Have a great run in NY everybody!


“Poetry, music, forests, oceans, solitude – they were what developed enormous spirit & strength. I came to realize that spirit, as much as or more than physical conditioning, had to be stored up before races”. Herb Elliott

Running the NY City marathon is a lifelong dream for many runners. You have been storing up spirit for NY for a long time – through other marathons, through your career as a marathon runner, through your desire to run this race, through your willingness to have had the discipline to beat the heat & cold, the dark & the social resistance, the disappointments & the successes, the bad GIT moments & the frustrations, the obstructions, the joys, the people; meeting the demands of job & life – in short all the moments have either prepared or slowed you down for this moment & it all now lies in the moment by moment decisions you make along these last few days.

I ask you to consider an approach that goes way beyond ego – an approach that cannot be held captive in mediocrity by the subterfuges & constructs that so much of everyday life holds, because it lies beyond their influence.

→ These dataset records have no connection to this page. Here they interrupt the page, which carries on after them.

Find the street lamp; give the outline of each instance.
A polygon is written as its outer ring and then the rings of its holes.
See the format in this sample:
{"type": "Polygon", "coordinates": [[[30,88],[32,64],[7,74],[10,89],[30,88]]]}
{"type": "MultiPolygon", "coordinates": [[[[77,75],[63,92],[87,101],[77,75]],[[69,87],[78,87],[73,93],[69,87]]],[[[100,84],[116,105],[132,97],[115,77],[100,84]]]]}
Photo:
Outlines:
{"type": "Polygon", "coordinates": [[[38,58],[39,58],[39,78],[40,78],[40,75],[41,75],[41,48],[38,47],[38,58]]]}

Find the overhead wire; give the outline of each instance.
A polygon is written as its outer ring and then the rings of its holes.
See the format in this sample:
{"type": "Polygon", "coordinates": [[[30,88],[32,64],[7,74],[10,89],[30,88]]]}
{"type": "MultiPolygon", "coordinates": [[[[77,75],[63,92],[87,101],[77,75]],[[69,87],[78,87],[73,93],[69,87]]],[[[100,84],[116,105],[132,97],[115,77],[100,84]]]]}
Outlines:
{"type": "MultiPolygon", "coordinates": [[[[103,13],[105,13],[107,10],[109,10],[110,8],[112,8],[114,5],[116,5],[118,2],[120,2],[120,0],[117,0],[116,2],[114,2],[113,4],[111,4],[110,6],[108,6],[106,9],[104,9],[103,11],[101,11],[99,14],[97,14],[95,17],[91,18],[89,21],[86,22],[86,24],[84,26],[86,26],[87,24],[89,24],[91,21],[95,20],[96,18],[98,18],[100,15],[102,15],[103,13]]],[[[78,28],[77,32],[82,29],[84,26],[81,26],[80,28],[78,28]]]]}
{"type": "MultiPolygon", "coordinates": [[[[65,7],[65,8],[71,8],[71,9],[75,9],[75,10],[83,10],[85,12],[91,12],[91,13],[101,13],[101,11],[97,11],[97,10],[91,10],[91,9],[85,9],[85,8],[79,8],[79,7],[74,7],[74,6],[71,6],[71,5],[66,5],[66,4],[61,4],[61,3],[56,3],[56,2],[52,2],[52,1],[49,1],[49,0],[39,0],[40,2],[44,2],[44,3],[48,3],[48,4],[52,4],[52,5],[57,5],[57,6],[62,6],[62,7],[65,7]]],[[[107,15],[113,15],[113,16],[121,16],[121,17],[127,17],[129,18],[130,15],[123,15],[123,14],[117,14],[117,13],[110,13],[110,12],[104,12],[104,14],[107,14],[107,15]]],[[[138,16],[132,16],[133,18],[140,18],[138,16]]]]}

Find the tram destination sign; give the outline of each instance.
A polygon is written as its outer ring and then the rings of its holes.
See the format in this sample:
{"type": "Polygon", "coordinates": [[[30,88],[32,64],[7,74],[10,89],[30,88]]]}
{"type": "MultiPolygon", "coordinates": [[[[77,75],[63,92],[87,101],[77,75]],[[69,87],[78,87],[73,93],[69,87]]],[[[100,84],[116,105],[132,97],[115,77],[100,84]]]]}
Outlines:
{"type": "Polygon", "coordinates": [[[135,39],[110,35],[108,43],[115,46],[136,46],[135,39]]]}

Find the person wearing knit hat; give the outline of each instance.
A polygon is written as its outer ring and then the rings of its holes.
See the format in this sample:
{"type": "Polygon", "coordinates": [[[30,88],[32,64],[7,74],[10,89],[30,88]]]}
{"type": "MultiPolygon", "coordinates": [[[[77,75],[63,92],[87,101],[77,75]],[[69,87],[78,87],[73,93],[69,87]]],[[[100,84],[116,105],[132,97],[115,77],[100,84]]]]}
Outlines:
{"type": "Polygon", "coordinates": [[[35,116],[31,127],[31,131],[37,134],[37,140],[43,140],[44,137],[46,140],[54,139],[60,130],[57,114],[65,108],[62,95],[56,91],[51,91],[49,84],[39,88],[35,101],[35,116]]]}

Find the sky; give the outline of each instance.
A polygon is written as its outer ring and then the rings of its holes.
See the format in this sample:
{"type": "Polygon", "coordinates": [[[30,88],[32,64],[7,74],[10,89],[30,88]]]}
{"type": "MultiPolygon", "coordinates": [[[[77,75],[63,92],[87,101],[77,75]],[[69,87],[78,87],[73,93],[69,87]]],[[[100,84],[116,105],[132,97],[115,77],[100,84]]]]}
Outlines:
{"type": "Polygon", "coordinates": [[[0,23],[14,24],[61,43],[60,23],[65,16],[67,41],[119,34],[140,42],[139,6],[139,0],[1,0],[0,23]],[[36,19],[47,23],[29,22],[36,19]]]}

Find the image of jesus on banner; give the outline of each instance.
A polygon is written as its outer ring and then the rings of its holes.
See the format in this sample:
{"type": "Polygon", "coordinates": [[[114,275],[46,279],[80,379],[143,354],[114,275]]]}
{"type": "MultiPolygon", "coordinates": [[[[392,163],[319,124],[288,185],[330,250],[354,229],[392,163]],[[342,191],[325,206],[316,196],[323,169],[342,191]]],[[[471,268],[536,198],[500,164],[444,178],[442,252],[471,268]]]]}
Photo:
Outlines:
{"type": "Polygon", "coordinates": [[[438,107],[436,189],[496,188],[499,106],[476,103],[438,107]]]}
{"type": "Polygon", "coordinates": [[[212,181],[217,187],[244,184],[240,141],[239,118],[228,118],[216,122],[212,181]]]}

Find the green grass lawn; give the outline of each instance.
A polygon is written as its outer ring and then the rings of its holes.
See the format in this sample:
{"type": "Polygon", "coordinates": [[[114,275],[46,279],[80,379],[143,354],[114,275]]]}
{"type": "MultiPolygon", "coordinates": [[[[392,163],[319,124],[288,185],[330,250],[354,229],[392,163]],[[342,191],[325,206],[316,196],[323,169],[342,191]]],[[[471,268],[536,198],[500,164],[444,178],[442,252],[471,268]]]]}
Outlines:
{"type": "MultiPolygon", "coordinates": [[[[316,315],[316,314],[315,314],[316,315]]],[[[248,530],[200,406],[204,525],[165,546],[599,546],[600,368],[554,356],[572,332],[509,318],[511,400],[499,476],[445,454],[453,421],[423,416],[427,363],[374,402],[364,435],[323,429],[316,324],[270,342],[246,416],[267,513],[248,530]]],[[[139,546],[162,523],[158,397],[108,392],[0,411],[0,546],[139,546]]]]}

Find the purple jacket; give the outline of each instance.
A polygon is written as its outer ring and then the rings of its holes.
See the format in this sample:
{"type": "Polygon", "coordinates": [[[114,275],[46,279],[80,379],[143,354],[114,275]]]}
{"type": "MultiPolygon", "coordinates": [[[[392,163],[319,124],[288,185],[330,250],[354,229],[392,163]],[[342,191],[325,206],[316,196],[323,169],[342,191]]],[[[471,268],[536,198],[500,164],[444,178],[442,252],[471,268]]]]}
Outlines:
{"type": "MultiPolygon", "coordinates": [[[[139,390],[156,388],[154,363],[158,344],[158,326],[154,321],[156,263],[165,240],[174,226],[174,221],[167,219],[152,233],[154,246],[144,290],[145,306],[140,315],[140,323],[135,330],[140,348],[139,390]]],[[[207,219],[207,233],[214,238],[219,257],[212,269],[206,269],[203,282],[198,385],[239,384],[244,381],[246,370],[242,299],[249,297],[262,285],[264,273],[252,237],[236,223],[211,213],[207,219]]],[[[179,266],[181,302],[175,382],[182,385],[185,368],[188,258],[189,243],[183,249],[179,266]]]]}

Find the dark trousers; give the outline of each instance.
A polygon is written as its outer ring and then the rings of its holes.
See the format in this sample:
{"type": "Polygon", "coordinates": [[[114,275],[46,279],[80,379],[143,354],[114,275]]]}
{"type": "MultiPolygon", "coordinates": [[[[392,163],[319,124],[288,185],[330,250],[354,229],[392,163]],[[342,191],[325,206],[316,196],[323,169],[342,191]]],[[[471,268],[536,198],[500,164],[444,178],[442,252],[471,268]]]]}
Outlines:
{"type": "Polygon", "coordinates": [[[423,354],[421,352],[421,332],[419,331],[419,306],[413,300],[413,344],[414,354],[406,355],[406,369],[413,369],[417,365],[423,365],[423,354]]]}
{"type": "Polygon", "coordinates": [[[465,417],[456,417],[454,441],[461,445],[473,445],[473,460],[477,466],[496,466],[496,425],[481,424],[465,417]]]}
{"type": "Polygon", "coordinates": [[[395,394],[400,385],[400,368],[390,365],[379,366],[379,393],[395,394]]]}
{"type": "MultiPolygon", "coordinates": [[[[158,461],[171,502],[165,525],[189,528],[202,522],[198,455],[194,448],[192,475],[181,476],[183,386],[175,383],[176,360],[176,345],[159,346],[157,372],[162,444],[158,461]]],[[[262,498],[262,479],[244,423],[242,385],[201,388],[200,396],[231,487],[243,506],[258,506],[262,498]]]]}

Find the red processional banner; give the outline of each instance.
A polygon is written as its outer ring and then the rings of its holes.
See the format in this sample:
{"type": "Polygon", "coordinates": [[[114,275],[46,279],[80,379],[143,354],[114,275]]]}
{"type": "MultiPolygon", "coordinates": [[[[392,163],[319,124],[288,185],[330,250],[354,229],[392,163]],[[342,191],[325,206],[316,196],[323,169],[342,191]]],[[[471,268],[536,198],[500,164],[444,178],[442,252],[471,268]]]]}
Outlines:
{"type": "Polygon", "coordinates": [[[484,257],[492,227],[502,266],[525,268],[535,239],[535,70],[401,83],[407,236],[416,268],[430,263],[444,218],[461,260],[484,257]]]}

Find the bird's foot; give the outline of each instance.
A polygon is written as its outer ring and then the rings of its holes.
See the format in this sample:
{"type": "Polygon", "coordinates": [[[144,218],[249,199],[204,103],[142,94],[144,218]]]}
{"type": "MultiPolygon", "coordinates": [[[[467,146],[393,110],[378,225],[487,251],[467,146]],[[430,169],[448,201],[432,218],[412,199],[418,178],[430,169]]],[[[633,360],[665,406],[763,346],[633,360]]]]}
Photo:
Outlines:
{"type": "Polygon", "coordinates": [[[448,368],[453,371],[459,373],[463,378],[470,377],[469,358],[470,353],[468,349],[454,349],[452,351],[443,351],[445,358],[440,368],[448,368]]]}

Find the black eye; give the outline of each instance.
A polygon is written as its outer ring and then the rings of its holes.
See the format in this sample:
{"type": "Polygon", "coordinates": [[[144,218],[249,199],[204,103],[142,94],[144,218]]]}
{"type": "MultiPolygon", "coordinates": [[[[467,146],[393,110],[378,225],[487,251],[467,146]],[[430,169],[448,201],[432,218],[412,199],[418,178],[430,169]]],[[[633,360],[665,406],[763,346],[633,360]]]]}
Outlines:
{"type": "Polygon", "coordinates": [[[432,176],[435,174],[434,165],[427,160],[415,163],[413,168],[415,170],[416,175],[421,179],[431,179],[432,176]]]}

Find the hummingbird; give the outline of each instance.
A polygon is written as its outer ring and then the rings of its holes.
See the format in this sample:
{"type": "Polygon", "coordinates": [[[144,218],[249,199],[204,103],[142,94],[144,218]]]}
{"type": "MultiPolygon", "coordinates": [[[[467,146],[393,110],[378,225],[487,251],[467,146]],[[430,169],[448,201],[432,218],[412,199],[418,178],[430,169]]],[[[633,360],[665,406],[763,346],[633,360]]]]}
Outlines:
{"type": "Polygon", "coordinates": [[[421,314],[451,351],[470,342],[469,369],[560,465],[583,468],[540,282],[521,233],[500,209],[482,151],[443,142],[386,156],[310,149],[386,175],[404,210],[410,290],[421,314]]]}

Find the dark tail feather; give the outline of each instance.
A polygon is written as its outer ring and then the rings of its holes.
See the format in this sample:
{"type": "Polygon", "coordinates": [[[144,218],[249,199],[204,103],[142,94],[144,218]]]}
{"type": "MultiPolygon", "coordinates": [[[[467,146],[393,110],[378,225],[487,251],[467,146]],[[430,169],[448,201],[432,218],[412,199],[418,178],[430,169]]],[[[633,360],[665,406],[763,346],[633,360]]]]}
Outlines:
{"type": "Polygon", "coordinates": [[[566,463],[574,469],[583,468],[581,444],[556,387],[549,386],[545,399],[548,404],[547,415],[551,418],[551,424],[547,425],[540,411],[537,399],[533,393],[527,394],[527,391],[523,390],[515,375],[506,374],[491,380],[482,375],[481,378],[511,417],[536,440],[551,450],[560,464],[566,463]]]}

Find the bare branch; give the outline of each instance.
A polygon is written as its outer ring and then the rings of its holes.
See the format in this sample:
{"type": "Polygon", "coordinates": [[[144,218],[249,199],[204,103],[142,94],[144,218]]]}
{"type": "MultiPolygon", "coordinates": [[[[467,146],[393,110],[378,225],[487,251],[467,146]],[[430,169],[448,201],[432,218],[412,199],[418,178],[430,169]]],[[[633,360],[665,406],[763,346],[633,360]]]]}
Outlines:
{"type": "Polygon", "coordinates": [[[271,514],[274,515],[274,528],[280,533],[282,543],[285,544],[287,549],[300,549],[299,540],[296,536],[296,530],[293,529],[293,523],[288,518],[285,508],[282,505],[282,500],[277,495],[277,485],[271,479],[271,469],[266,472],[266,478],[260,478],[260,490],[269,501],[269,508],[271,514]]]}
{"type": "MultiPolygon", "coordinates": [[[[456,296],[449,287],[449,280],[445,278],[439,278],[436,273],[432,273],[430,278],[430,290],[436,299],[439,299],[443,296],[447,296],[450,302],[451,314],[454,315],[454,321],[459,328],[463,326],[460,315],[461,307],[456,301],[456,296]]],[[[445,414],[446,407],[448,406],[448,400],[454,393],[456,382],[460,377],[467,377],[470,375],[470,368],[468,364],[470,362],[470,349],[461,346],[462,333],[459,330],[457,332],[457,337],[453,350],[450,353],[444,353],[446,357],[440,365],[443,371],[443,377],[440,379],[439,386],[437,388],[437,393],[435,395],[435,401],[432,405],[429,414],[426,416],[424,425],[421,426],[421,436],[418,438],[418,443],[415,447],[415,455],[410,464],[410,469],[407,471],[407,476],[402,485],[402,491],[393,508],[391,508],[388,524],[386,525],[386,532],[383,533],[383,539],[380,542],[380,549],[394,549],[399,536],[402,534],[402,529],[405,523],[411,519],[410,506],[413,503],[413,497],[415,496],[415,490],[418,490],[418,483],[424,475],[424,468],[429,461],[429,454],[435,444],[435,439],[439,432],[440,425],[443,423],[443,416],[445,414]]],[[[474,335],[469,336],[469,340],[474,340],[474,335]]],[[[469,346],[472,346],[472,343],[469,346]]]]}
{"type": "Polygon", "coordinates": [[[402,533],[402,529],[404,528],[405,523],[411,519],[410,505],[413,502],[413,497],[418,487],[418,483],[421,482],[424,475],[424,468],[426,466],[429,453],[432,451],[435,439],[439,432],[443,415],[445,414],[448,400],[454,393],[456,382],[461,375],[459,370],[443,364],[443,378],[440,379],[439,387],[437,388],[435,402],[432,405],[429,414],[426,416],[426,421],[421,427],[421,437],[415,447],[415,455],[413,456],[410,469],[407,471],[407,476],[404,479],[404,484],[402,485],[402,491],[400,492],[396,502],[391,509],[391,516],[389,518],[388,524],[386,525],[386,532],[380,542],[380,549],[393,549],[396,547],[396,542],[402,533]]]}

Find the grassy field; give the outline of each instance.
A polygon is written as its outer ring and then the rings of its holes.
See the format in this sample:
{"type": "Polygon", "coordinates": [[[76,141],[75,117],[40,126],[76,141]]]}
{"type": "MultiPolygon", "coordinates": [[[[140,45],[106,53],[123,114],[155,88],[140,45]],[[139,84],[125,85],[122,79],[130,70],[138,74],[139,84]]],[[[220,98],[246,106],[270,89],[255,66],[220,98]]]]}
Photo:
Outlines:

I ask you to create a race time span that may be used as an epitaph to a marathon runner – one that you may be proud of yes, but more; one that will remind you of a series of unforgettable moments – etched into your heart & soul as the most enjoyable doing, a process that you wanted never to end. Imagine & pre-experience a time of unbelievable, other worldly experience – something so melodious, so in tune with a rich life’s rhythms, so in vibrational harmony with your soul, that it needs not description nor explanation, only a statement perhaps like this: “You would have had to have been there, in order to understand.” This followed by a smile so deep, so eye-wellingly emotional as to leave no doubt to the observer that self-transcendence has taken place.

Can you do that for yourself? You many runners, whom I have observed for so long, have done it for me – I ask you to do it for you.
Bobby McGee

1 comment:

  1. I think it's that deep, moving, emotional finish-line look that motivates many spectators to train for their first marathon/events. Some will then race & yet miss that emotional connection they'd seen others have and wonder what was missing.